AVANT-PROPOS

La commission de la culture, de l'éducation et de la communication a adopté le 7 juin 2023 la proposition de loi de Catherine Conconne visant à assurer la pérennité des établissements cinématographiques et l'accès au cinéma dans les outre-mer. Elle a pour objet de préserver l'équilibre économique des exploitants en outre-mer en régulant leur relation avec les distributeurs.

La situation de ces établissements est en effet particulière, avec des charges d'exploitation plus élevées en raison du coût de la vie et de normes de construction différentes. Afin d'en tenir compte, jusqu'à une date récente, la répartition du prix du billet entre l'exploitant et le distributeur - qui rémunère les ayants droit - était plus favorable aux exploitants qu'en métropole. L'échec des négociations menées à l'automne 2022 sous l'égide du Centre national du cinéma et de l'image animée (CNC) a cependant conduit les distributeurs à revendiquer un alignement des pratiques sur la métropole, ce qui conduirait, selon les auteurs de la proposition de loi, à fragiliser l'exploitation cinématographique en outre-mer et priver leurs habitants de l'accès aux oeuvres cinématographiques.

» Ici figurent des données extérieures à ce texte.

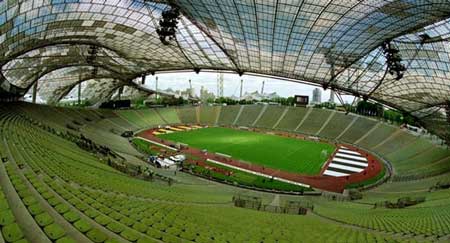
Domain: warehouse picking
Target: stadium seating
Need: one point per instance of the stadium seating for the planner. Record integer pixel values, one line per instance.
(270, 116)
(169, 115)
(209, 114)
(228, 115)
(377, 136)
(59, 185)
(188, 115)
(338, 123)
(358, 129)
(249, 115)
(292, 119)
(314, 121)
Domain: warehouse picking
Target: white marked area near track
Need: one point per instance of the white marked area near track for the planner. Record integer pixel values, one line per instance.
(259, 174)
(156, 143)
(346, 162)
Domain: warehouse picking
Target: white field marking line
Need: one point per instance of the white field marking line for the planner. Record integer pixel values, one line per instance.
(334, 173)
(350, 162)
(224, 155)
(352, 157)
(159, 144)
(348, 151)
(344, 167)
(259, 174)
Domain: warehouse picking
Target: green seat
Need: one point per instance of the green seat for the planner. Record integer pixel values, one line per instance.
(105, 210)
(47, 195)
(115, 227)
(71, 216)
(30, 200)
(127, 221)
(116, 216)
(22, 241)
(54, 201)
(130, 235)
(3, 205)
(81, 206)
(103, 220)
(140, 227)
(12, 233)
(112, 240)
(66, 240)
(146, 240)
(54, 231)
(91, 213)
(24, 193)
(44, 219)
(35, 209)
(6, 217)
(154, 233)
(82, 225)
(96, 236)
(62, 208)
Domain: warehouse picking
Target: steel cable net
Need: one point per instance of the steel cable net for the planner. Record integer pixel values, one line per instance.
(329, 42)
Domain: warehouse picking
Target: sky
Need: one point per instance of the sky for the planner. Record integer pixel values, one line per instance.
(180, 81)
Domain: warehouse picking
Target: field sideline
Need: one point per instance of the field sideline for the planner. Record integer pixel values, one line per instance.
(276, 152)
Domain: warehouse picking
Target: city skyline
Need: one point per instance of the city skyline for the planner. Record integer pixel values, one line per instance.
(284, 88)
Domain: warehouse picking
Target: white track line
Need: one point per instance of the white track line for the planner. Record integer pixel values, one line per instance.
(259, 174)
(350, 162)
(334, 173)
(346, 156)
(348, 151)
(344, 167)
(159, 144)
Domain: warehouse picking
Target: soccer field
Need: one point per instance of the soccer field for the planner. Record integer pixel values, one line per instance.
(287, 154)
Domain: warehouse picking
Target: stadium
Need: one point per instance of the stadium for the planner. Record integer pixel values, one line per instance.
(90, 152)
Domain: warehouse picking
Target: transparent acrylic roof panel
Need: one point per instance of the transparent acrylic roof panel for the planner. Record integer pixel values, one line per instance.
(319, 41)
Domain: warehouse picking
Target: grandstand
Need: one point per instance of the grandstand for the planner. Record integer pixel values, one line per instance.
(84, 121)
(109, 209)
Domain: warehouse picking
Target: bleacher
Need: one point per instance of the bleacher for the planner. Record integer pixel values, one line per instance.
(188, 115)
(358, 129)
(292, 119)
(270, 116)
(315, 120)
(69, 195)
(228, 114)
(249, 115)
(209, 114)
(338, 123)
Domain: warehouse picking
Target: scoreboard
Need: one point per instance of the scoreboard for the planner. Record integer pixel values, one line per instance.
(301, 100)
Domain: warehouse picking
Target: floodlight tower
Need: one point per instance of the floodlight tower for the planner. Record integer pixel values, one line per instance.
(240, 94)
(262, 87)
(79, 93)
(220, 85)
(35, 92)
(156, 87)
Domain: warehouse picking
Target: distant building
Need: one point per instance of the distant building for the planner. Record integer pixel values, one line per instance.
(258, 97)
(317, 96)
(205, 94)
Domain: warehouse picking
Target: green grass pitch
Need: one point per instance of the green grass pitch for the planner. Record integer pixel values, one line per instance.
(286, 154)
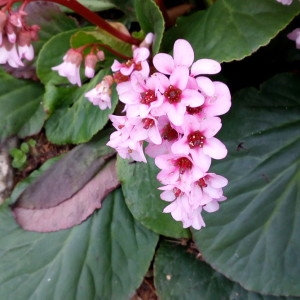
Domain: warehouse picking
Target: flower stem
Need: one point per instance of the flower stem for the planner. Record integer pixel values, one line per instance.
(95, 19)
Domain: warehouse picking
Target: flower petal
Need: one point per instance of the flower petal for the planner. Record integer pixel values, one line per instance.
(205, 66)
(183, 53)
(164, 63)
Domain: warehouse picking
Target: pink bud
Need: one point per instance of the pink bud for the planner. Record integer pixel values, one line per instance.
(100, 55)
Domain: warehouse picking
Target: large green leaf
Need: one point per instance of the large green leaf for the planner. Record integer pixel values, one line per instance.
(21, 112)
(51, 55)
(180, 275)
(105, 257)
(77, 120)
(151, 20)
(232, 29)
(139, 185)
(254, 237)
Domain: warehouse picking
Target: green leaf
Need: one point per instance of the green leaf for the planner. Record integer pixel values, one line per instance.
(232, 29)
(105, 257)
(50, 18)
(254, 237)
(151, 20)
(139, 185)
(180, 275)
(51, 55)
(20, 101)
(94, 36)
(77, 120)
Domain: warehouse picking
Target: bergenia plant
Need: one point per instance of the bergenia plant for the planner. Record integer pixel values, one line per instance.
(166, 152)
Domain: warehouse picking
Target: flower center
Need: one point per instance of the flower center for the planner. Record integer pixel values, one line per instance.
(173, 94)
(201, 182)
(119, 77)
(177, 192)
(148, 97)
(196, 139)
(183, 164)
(193, 110)
(169, 133)
(148, 123)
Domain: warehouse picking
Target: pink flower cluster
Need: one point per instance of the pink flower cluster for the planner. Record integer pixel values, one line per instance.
(15, 38)
(172, 115)
(70, 67)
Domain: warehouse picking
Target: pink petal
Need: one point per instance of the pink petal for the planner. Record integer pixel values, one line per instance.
(205, 66)
(214, 148)
(183, 53)
(179, 77)
(192, 98)
(205, 85)
(164, 63)
(220, 103)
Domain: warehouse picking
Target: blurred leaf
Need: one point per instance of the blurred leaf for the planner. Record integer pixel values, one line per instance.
(20, 107)
(179, 275)
(51, 55)
(101, 37)
(232, 29)
(71, 211)
(70, 174)
(50, 19)
(254, 238)
(76, 120)
(139, 185)
(150, 22)
(105, 257)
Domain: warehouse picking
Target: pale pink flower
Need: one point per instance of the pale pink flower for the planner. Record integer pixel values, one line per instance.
(177, 96)
(121, 139)
(295, 36)
(70, 68)
(137, 63)
(101, 94)
(25, 48)
(198, 140)
(90, 62)
(9, 54)
(285, 2)
(183, 55)
(208, 191)
(176, 168)
(168, 135)
(140, 95)
(145, 129)
(180, 208)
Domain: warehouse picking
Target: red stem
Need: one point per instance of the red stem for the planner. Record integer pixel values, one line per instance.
(95, 19)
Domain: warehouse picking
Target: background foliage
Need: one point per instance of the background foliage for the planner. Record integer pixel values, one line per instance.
(249, 248)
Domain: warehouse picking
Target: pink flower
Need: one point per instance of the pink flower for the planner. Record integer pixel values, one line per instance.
(140, 95)
(208, 192)
(177, 96)
(198, 140)
(176, 168)
(295, 36)
(168, 135)
(121, 139)
(9, 54)
(217, 104)
(137, 63)
(180, 207)
(183, 55)
(71, 66)
(101, 94)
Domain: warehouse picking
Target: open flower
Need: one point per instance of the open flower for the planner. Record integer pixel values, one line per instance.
(70, 68)
(101, 94)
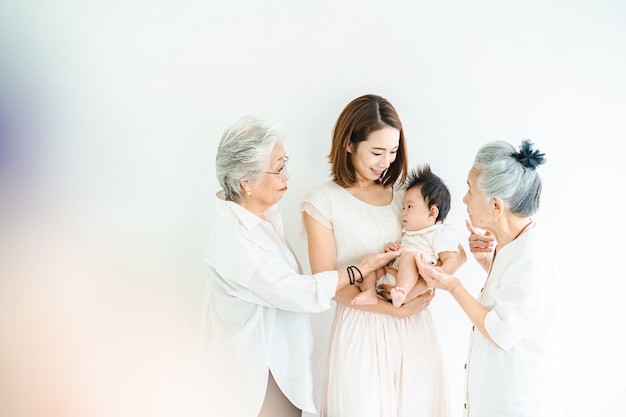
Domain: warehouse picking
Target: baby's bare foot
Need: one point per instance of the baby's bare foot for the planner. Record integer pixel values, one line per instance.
(398, 295)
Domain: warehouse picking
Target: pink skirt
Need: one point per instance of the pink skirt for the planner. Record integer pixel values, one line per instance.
(382, 366)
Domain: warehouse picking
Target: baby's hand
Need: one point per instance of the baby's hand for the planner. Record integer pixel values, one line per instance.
(393, 246)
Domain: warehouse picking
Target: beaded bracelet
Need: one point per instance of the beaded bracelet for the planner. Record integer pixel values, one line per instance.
(352, 275)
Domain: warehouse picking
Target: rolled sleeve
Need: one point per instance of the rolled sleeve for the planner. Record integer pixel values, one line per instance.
(518, 303)
(287, 290)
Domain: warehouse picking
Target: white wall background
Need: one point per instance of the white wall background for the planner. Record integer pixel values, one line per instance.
(107, 179)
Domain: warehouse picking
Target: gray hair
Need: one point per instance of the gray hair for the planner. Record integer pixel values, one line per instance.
(243, 154)
(511, 175)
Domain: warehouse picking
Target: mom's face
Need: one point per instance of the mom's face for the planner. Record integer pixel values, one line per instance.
(373, 156)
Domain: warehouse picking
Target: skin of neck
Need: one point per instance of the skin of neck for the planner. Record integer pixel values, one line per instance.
(507, 229)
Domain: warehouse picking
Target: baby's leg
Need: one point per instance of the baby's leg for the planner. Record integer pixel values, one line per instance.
(368, 288)
(407, 278)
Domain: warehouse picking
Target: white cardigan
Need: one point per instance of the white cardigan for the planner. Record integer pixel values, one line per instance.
(520, 376)
(257, 300)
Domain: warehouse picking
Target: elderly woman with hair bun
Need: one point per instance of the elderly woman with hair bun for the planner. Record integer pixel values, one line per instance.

Tout en déplorant l'échec des négociations, la commission a choisi de soutenir cette initiative, qui permet de maintenir les intérêts des distributeurs, voire de les améliorer par rapport à la situation antérieure, tout en préservant l'équilibre des salles ultramarines.

I. L'EXPLOITATION CINÉMATOGRAPHIQUE EN OUTRE-MER

A. OÙ VA LE PRIX D'UN BILLET DE CINÉMA ?

La création et la diffusion d'un film impliquent la collaboration des trois acteurs principaux.

Ø Le producteur est à l'origine du film. Il réunit les financements auprès des pouvoirs publics, des diffuseurs et des investisseurs, travaille avec le réalisateur et est responsable de l'achèvement de l'oeuvre.

Ø Le distributeur définit le potentiel des films, en acquiert les droits auprès des producteurs et se charge de les commercialiser : édition des oeuvres, marketing, promotion et diffusion.

Ø L'exploitant est responsable de la programmation de sa ou de ses salles, en lien avec le distributeur. Il est également le premier à percevoir les recettes sur les oeuvres et à assurer leur « remontée » vers les distributeurs et producteurs.

La répartition entre ces différentes parties du prix payé par le spectateur qui accède à une salle de cinéma fait l'objet d'un encadrement législatif fixé par la section 2 « Concession des droits de représentation cinématographique » du chapitre III du code du cinéma et de l'image animée (articles 213-9 à 213-13).

La recette aux guichets des salles de cinéma est tout d'abord assujettie à deux taxes :

· la TVA à taux réduit (5,5 %) ;

· la taxe sur le prix des entrées aux séances, parfois évoquée sous le nom de « taxe spéciale additionnelle » (TSA) qui alimente le fonds de soutien du CNC (10,72 %).

Déduction faite de ces taxes, la recette (appelée « base film ») est partagée entre la Société des auteurs, compositeurs et éditeurs de musique (Sacem), l'exploitant et le distributeur, charge à ce dernier d'assurer la rémunération du producteur, selon les stipulations contractuelles passées entre eux.

Conformément à un accord passé avec la Fédération nationale des cinémas français, la Sacem perçoit un taux de 1,515 % de la base film lorsque l'exploitant est adhérent, et 2,02 % dans le cas contraire.

Le partage entre exploitant et distributeur se fait en fonction d'un « taux de location » qui doit revenir au distributeur. La rémunération est calculée en multipliant ce taux de location par la « base film ». Il est négocié oeuvre par oeuvre et exploitant par exploitant.

L'article L. 213-11 du code du cinéma et de l'image animée encadre cependant ce taux entre 25 % et 50 %. Symétriquement, la part qui revient à l'exploitant est donc comprise entre 75 % et 50 %.

En 2021, le taux moyen de location s'établit à 47,1 % (46,4 % en 2020).